I never had a 'first day of kindergarten' day with my kids.  The Lord called us into homeschooling when Caleb was preschool age.  I didn't really want to ever homeschool (those people are weird!).  I didn't ever know anyone who homeschooled or was homeschooled when I was growing up.  The idea wasn't even on my radar. . . ever!  

And then the Lord began to open up our world.  Caleb wanted to read books when he was very young.  I was a CPA not an elementary school teacher.  "Teaching young kids how to read" is not anywhere on the course list for the business school.  I was (and continue to be) way out of my element!  However, the Lord began to introduce us to families that homeschooled and some of them didn't seem all that different from us (we have since come to the conclusion that we are weird too!). I started asking them questions and well . . . here we are.

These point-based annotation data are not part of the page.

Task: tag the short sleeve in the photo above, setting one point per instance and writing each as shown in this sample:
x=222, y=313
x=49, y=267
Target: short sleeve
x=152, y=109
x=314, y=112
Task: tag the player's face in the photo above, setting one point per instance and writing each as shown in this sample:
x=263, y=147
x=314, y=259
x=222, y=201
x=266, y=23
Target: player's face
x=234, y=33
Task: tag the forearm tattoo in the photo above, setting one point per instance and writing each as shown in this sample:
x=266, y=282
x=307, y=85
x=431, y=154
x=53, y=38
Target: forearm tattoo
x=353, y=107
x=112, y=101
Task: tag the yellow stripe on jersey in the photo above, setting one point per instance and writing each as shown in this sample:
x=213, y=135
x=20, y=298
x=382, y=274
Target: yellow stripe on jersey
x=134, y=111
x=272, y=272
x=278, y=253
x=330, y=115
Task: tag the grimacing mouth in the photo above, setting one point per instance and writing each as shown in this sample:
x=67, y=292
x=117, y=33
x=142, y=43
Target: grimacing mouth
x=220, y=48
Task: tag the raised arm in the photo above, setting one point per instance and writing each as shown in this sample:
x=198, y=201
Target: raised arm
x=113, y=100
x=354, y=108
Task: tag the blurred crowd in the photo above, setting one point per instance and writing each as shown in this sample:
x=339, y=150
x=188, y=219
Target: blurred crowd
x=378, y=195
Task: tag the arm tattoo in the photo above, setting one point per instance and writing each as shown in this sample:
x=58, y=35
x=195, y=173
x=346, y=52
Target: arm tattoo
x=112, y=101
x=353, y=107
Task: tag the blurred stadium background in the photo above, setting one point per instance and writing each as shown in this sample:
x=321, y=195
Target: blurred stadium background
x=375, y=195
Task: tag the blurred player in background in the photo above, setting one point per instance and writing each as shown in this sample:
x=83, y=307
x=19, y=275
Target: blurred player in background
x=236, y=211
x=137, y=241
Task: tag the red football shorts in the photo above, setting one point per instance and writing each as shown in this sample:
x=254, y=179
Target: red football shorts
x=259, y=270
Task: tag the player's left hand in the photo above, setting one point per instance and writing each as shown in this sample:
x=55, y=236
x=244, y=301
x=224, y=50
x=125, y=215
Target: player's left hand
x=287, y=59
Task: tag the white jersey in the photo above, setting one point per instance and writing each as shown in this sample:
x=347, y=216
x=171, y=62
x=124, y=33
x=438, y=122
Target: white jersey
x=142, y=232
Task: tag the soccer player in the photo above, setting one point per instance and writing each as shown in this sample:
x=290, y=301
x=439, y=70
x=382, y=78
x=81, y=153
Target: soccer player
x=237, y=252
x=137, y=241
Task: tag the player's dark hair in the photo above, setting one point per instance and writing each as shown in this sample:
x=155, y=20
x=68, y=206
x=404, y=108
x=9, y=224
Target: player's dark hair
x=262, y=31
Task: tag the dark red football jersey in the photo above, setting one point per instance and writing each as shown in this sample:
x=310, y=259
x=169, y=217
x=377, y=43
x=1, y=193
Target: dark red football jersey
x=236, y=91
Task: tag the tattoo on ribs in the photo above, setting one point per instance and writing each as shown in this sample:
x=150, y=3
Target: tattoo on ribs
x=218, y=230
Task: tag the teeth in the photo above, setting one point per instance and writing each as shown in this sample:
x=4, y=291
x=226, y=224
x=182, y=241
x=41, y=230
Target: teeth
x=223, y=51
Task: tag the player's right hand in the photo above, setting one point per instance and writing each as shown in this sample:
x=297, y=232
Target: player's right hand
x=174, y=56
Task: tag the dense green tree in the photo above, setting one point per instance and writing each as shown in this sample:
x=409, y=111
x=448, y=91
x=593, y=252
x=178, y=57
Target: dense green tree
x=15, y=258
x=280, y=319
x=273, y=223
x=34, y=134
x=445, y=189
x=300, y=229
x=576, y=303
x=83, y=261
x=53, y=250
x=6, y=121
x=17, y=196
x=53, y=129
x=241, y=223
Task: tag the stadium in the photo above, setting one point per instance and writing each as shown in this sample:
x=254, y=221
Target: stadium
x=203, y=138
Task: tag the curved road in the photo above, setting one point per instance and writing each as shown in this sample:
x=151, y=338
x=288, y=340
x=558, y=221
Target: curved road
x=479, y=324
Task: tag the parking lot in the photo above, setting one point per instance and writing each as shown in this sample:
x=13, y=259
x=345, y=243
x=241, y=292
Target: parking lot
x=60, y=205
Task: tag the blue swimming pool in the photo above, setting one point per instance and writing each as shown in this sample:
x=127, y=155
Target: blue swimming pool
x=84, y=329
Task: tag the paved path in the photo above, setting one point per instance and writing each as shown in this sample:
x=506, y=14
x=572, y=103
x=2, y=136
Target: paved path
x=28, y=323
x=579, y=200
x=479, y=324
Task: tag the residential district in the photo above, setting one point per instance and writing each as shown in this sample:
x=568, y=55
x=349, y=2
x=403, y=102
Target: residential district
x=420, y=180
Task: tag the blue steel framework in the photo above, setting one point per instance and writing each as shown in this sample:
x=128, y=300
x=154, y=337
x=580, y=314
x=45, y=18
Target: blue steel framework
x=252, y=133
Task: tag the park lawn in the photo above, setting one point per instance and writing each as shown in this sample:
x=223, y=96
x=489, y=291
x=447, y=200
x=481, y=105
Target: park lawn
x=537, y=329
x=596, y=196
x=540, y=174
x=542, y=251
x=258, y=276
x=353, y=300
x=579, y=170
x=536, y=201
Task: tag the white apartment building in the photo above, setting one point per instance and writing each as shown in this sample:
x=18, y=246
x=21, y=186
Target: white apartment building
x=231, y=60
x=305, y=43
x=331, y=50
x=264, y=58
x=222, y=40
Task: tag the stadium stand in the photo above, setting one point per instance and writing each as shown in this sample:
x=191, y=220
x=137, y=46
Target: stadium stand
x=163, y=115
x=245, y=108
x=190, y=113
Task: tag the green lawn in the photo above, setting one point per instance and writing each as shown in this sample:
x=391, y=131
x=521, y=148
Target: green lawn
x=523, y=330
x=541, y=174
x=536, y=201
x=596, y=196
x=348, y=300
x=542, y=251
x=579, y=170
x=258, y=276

And then I had to take them to 'kindergarten'!  To be honest, Caleb probably had his first day of 'kindergarten' last summer when he went on a global journey to Haiti.  It was hard to send him away (and out of the country) for a week or so.  But it was a great experience that stretched him in many, many ways.  So a couple weeks ago, when I watched him introduce himself and make friends almost the instant we arrived, I was pretty confident that he was going to be ok.

And then there was my sweet, introverted, beautiful daughter.  She is 14 and well past the 'kindergarten' age for most people, but for me, she was too young to leave in an environment where she had never been. Where she didn't know any other girls.  Where I didn't know anyone!  

They were attending "Awakening Teen Camp" at the International House of Prayer in Kansas City.  It is actually two camps.  The first is a ten-day camp that includes a 3-day conference called "Fascinate".  The 2nd camp is actually the real reason that they were going.  This camp is called the "Music Academy".  It is a 8-day camp centered around worship.  The two camps (including a couple days in between) would be almost 3 weeks away from home. 

When we checked them in, their bags were searched for 'unapproved' items.  They were to be completely 'unplugged' for the whole time that they were at camp.  This is so awesome. . . until I want to communicate with them!

So, did I mention that I homeschool?  My kids are pretty much with me 24/7 and when they aren't, we text and message and talk on the phone. We had to give their phones to their counselors.  They would get them back once a day for a short period of time so they could call or text us.  Not exactly how I was used to communicating with them!

As I watched my son introduce himself, shake hands and talk to people he didn't know, my daughter was right by my side.  As the shuttle took my son and his friend (Peter) off to their room in another location, I watched my daughter stand all by herself.  I offered to stay until Caleb returned but she kept saying "I'm ok, Mom".  Prior to this day, she kept saying "I have peace about going, Mom" every time I questioned her.  I had to turn away from her so she wouldn't see the tears in my eyes.  Oh man, it was hard.

From the beginning, we had planned on a family trip to KC during the few days between camps. I knew that I would need to see them and talk to them just to make sure that they were doing well.  Our friends, the Knutsons, went as well.  Their son, Peter, was also attending the camps. 

We had a great couple of days together.  The kids were tired but doing really well.  The Lord was speaking to their hearts and drawing them to Him.  We spent the time talking, eating, swimming, shopping, attending church and doing their laundry, so they could pack it all back up for the 2nd camp - the one that they were very excited to attend!

We took them back to registration last Saturday and this time it was completely different!  The counselors knew who they were.  There were 'fist bumps' and genuine smiles that said 'welcome back'.  Is this like the 2nd day of 'kindergarten'? Or maybe the first day of First Grade?  

It was so much easier to leave them the 2nd time around, for so many reasons.  This was the camp that they had been anticipating. This time they would be getting out their instruments, deepening their skills and learning new techniques.  They both were very comfortable in this familiar environment.  

I am still praying that my sweet, introverted daughter will connect with another sweet girl during her time this week, but, if not, I know that she is going to be ok.  The Lord has them.  He is speaking to them and has great plans for them.  I need to trust them into His care because, really, that is where they belong.